Беспокойную ночь Делмар помнил очень смутно, но голос, его собственный голос, нашептывал ему в ухо, что сейчас надо все забыть, отсечь тревожные воспоминания, иначе груз знания не даст ему ощутить то счастье, что у него еще осталось, с тем, что осталось от его семьи, в то время, что еще было у него в запасе.

Что бы там ни произошло, сейчас это уже не имело значения. Он вдохнул теплый сладкий воздух, в котором ароматы травы мешались с запахами готовки, и понял, что справится со всем, что судьба сочтет нужным обрушить на него.

Шипение бекона на сковородке не могло полностью заглушить шум от льющейся на кафель воды. Линда была в душе. Омлет почти не требовал от него внимания: сначала бекон, потом яйца, чтобы они впитали запах. Линда всегда ругала его за эту порочную слабость — яйца, жареные в жиру от бекона, — но была не в силах устоять перед готовым блюдом. Злой поступок в доказательство моей любви, шутил он.

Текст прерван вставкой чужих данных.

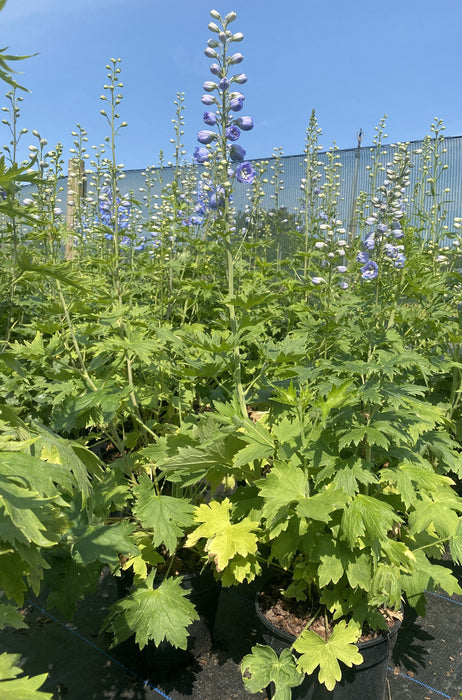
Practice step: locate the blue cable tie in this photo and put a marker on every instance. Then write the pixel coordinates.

Он занес нож над беззащитной луковицей и замер. Из душа донеслось пение. Он не мог пошевелиться, потому что поющий голос принадлежал Меган, и это казалось неправильным, и часть его знала, очень хорошо знала, почему это неправильно, но не желала высказывать свои подозрения вслух. Так что он просто отмел все сомнения. Они не имели значения.

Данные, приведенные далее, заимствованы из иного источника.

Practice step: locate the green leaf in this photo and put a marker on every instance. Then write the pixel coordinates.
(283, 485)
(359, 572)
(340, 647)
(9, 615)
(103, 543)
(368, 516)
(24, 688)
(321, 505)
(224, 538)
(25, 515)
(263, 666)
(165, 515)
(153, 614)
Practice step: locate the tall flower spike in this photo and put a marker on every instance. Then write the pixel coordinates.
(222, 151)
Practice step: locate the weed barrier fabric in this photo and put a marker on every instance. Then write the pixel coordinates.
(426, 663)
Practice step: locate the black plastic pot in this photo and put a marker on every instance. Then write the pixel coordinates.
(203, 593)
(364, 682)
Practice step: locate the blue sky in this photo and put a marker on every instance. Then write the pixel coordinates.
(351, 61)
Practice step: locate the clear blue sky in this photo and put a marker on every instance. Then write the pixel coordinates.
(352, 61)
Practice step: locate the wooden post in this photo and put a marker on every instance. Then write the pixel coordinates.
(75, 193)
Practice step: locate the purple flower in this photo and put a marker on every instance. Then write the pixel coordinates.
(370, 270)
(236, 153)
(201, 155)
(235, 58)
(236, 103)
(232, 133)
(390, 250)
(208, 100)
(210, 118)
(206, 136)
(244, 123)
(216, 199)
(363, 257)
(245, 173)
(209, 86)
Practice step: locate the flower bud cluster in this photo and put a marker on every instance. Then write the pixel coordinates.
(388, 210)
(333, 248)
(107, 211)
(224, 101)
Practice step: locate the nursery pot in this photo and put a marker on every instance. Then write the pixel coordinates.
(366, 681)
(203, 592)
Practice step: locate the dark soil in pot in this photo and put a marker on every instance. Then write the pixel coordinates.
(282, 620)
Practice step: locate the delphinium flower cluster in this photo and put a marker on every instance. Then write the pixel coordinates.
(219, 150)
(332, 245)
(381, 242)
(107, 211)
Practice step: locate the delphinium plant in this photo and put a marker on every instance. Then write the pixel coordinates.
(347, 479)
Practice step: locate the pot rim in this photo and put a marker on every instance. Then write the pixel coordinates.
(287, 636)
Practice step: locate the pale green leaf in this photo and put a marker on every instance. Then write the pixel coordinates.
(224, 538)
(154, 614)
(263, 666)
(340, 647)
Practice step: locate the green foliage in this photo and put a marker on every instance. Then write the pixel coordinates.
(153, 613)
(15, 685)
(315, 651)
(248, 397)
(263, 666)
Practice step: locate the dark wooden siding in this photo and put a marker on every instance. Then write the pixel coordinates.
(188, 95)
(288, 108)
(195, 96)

Назад к работе. Он поудобней уложил луковицу и придержал ее, снова занося над доской нож. Затем что-то привлекло его внимание. Он поднес руку к глазам. Сердце тяжело забилось.

На тыльной стороне безымянного пальца, сразу под обручальным кольцом, извивался черный отросток. Пока Делмар смотрел на него, отросток стал длиннее и выпустил два одинаковых ответвления, похожих на глаза улитки. Глаза повернулись к нему. Он ощутил болезненное покалывание где-то под кожей, и на краткий миг чужие образы наполнили его мозг — видение его собственного лица, огромного и чудовищного в своих размерах. Внутренний голос, который всегда успокаивал и предупреждал его, заговорил снова, но сказал только:

— Мы ждем.

Линда перестала петь. Открылась дверь ванной.

— Милый, — позвала жена из душа, — можешь принести мне полотенце?

— Конечно, — ответил он, кладя руку на разделочную доску. — Минутку.